A mother’s love, and a killer’s name.

The hood was twitched into place over Quinn’s head. “Up ye go, lad. It’s time. They don’t count to three or say any more prayers. Just drop the rope, then drop you. You’re almost done.”

This was intended as encouragement. That the guard spoke with a heavy Yorkshire accent was fitting.

Somebody took Quinn’s elbow and guided him gently toward the steps. He was given time to navigate the stairs on his own, one of the guards quietly instructing him as the top step approached. This ritual was surrounded with etiquette, of all the ironies. Couldn’t have the condemned plunging down the steps and breaking his neck.

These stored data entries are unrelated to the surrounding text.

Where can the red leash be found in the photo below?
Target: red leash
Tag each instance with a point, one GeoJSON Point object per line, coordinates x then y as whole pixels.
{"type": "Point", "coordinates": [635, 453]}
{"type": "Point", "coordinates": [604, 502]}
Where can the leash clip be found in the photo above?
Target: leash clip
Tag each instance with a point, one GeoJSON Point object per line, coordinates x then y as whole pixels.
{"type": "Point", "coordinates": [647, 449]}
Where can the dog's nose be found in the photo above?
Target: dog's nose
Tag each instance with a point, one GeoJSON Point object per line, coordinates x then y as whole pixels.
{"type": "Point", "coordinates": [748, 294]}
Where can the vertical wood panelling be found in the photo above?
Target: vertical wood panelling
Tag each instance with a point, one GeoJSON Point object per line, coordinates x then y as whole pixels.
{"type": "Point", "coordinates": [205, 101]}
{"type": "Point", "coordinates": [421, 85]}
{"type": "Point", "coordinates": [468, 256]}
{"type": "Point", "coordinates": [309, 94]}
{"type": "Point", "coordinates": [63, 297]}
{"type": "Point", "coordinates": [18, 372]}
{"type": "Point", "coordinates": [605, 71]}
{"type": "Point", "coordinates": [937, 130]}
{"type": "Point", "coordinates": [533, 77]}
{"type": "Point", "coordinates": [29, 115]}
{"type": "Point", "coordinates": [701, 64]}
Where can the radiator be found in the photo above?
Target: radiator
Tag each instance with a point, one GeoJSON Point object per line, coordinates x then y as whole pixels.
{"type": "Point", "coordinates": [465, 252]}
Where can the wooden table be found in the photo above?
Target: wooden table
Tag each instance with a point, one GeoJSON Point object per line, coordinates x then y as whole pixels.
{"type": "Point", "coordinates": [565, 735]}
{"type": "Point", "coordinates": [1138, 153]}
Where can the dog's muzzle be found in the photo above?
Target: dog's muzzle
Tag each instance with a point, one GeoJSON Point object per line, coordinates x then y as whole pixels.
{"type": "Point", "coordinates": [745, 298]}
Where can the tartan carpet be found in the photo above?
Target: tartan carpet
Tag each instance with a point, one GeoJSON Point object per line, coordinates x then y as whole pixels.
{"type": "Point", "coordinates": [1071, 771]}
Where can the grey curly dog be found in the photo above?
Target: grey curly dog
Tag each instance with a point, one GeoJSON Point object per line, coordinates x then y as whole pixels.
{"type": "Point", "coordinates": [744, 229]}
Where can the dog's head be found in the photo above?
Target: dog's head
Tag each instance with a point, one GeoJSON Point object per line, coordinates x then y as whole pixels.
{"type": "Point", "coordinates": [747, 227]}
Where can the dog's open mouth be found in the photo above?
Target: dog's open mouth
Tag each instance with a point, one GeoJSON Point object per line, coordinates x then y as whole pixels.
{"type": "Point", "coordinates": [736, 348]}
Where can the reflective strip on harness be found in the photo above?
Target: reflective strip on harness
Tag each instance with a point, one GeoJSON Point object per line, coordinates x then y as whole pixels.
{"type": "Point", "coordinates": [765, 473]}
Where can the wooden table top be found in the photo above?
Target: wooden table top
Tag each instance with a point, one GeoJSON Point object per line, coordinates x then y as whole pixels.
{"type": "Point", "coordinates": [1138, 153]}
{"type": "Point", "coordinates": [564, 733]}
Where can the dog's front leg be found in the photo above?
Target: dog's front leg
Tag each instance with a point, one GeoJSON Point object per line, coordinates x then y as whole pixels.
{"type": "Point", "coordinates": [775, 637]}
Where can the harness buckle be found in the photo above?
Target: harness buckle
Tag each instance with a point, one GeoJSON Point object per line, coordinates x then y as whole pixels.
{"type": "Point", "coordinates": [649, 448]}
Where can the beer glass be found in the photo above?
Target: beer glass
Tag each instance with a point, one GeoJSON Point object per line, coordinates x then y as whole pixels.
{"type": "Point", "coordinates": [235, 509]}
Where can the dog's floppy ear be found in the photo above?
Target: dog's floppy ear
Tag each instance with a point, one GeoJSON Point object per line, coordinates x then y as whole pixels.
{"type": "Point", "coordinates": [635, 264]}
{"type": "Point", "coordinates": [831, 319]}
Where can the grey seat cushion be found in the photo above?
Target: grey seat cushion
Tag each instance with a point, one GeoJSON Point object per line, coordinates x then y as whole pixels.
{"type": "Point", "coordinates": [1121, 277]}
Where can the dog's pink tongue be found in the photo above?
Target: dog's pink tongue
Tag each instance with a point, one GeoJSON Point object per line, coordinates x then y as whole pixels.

The rope was dropped over Quinn’s head—new from the smell of it, and rough against his skin. New ropes were stiffer, and thus undesirable under the circumstances because they resulted in death by suffocation rather than a broken neck.

Quinn did not want to die. He’d known that since the farce that had been his questioning at the magistrate’s office. Life was not sweet—life was a relentless challenge—but being brother to Althea, Constance, and Stephen had been sweet. Being a partner to that bufflehead Joshua had been sweet.